Benoit Costil

Posted by Surface On janvier - 14 - 2013

Benoit Costil ©Fabien Campoverde

Venu Tout droit de l’antichambre de la Ligue 2, tous les regards et tous les doutes étaient braqués sur lui, au moins au début. Benoît Costil a dû en plus prendre la place d’un gardien qui s’était imposé comme l’un des meilleurs du championnat. Le droit à l’erreur n’existe pas, surtout pour un gardien.

Beau gosse, bien sapé, c’est un Benoît Costil fidèle à la jeune image qu’on lui prête depuis son arrivée dans l’élite, qui s’est présenté à la fine équipe de Surface. Inconnu du grand public, il débarque cependant au Stade de la route de Lorient, accompagné d’un supporter Sedanais, un de ces fidèles qui n’existent que dans les petits clubs. Il aura passé la journée avec son “idole”, le sourire aux lèvres, les yeux qui pétillent. Pourtant Benoît, malgré son sex appeal confirmé, est loin d’être ce qu’on pourrait appeler une idole. Un Normand qui a migré en Bretagne. Le cidre contre la crêpe. Au moins, même avec le fond d’image le plus pourri du monde, Costil sera toujours photogénique. Installé discrètement dans les cages des Rouges et Noirs, le Caennais a encore tout à prouver, et son titre de meilleur joueur de Ligue 2 ne pourra que l’encourager à continuer. Pour faire baisser les regards sceptiques qui étaient braqués sur lui avant qu’il ne fasse ses débuts dans le grand bain. Il se sent bien intégré aujourd’hui, mais n’en oublie pas ses premiers amours.

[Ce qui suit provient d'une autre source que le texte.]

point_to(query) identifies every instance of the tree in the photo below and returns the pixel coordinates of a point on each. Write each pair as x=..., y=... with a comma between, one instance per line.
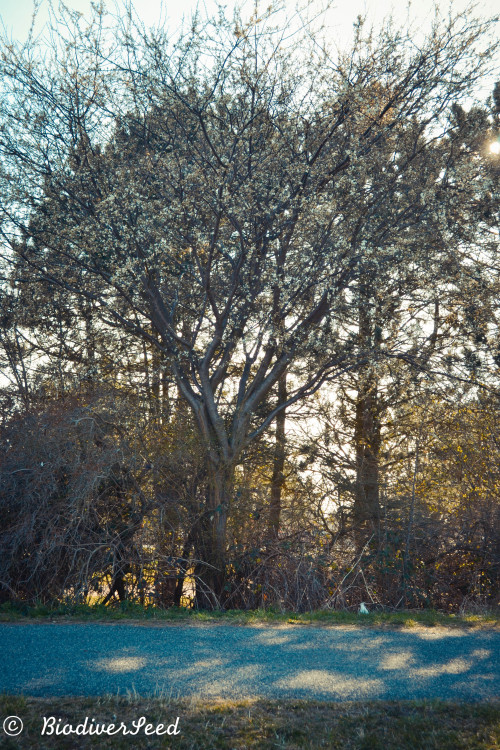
x=208, y=196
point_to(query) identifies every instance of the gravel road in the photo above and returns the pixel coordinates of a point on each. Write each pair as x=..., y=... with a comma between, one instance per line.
x=341, y=663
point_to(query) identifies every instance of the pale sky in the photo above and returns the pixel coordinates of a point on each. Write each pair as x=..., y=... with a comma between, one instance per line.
x=16, y=14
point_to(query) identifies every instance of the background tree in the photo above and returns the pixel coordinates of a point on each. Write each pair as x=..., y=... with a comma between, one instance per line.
x=208, y=197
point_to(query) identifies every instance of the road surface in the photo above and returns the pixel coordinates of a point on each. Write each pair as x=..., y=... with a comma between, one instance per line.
x=340, y=663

En 2007, alors que tu es en contrat depuis deux ans, tu prolonges avec Caen. Finalement, tu n’as jamais vraiment eu ta chance…

Je n’ai pas été très bon et je ne faisais pas de matches extraordinaires. Je n’étais pas prêt et je pense ne pas toujours avoir travaillé comme je travaille aujourd’hui. Je manquais de maturité, et je n’avais pas cette notion de travail.

Qu’est-ce qu’on se dit lorsqu’on est dans l’obligation de signer à Vannes, en prêt ?

Quand je pars à Vannes, c’est un échec pour moi, car je voulais m’imposer à Caen. Partir de Ligue 1 dans le plus petit club pro de France… Et si je ne réussis pas à Vannes, je fais quoi ? Mais même en allant dans le plus petit club de Ligue 2, je pensais Ligue 1 tous les jours.

Tu reviens de prêt et Caen n’est toujours pas disposé à te faire évoluer. À ce moment-là tu leur en veux ?

De retour à Caen, on ne me fait toujours pas confiance. J’ai donc été transféré pour zéro euro à Sedan ! Je suis hyper rancunier, et j’en voulais à Caen de m’avoir traité comme ça. J’ai eu du mal à accepter. Mais ensuite, je ne pensais même plus au Stade Malherbe.

Rennes vendait Nicolas Douchez au PSG, un gardien qui a fait ses preuves en Ligue 1. C’est toi qui le remplace ; ça ressemblait fortement à un pari…

Peut-être, mais il y a un de mes coaches qui m’a dit « ce n’est pas un pari, et ils vont vite s’en rendre compte… » Après, c’est un pari parce que je venais de Ligue 2. Même pour les gens extérieurs, c’était un pari. Je suis arrivé confiant même si je sais que je n’étais pas la priorité, aujourd’hui je suis là. Je m’adapte, et je me protège de la médiatisation.

Tu es arrivé dans un vestiaire où tout le monde se connaissait. Comment s’est passée ton adaptation ?

Pas facile au début, car encore une fois je venais de la Ligue 2. Je sentais des regards sceptiques vis-à-vis de moi. Même dans le vestiaire. Il fallait que je leur montre de quoi j’étais capable. Et l’entraînement, c’est comme un match pour moi. J’avais beaucoup de choses à montrer.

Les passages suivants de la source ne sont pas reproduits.